PHP interview task: one week calculation

Source: Internet
Author: User
Not long ago, someone gave me an interview task. I am writing a function to push and export any calendar (or even a fictitious calendar) that is based on a standard week working for seven days. I know the frequency of a leap year. if so, how many months a year has, the number of days each month.

Not long ago, someone gave me an interview task. I am writing a function to push and export any calendar (or even a fictitious calendar) that is based on a standard week working for seven days. I know the frequency of a leap year. if so, how many months a year has, the number of days each month.

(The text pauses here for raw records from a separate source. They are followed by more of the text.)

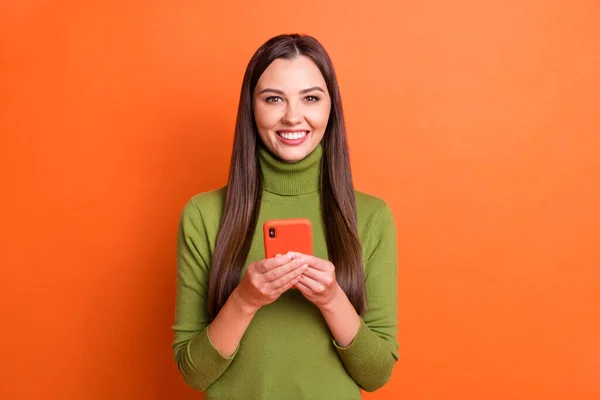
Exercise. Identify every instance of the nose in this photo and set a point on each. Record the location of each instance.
(292, 115)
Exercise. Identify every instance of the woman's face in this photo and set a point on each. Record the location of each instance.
(291, 107)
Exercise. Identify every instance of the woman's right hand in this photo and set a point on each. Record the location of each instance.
(265, 280)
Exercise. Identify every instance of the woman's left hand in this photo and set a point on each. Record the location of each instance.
(318, 283)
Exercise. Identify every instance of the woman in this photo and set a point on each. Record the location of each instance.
(241, 330)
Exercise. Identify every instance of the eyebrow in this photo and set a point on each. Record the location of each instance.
(303, 91)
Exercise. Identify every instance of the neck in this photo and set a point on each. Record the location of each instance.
(290, 179)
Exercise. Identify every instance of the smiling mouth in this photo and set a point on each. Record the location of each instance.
(293, 135)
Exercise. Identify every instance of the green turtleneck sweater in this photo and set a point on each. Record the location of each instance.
(288, 351)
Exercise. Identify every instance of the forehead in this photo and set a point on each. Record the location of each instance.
(291, 75)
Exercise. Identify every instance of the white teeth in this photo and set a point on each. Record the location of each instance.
(293, 135)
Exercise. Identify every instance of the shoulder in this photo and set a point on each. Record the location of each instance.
(206, 206)
(370, 207)
(375, 222)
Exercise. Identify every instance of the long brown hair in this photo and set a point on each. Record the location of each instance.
(242, 203)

This is a fairly common introductory job-interview task. in this article, I will solve and explain the mathematics behind it. I am not as casual as throwing away simplified and corrected me-I believe I am an unnecessary complex. This article will present two aspects that are close to the problem-one that can make your spirit so dynamic (impress your friends, I guess ?), And a computer is more friendly (less code lines, more ).

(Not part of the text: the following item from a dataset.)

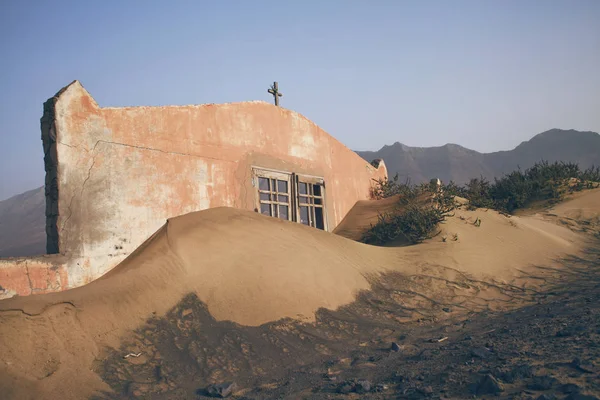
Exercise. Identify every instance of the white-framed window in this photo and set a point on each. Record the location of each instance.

The calendar definition is as follows:

  • There are 13 months each year
  • Even every month for 21 days, every strange month for 22
  • 13 months lack one day, each leap year
  • A leap year is any divisible by 5
  • 7 days per week: Sunday, Monday, Tuesday, Wednesday, Thursday, Saturday

The task is as follows:

Considering that the first day of January 1, 1900 is Monday, writing a function will print the week of the given date. In the example, enter {: 17, month: 11: 2013} to output "Saturday ".

For the rest of this article, I will use the following date format: dd. mm. Yyyy, because it is meaningful.

Preparation

Before starting any smart risks, it is important to have an appropriate environment setting to avoid wasting time preparing in advance. I always recommend that you enter the encoding interview task to be eager to try the development environment, you can test your code in a moment of attention.

Create a new folder that contains two subfolders: classes and public. Yes, this is a one-time task. it can solve a simple program function, but I like it thoroughly. You will understand why.

In the classes sub-folder, create an empty PHP class CalendarCalc. php. In the public subfolder, create a file index. php with the following content:

 

If you can open "Hello" in your browser, you are ready to start.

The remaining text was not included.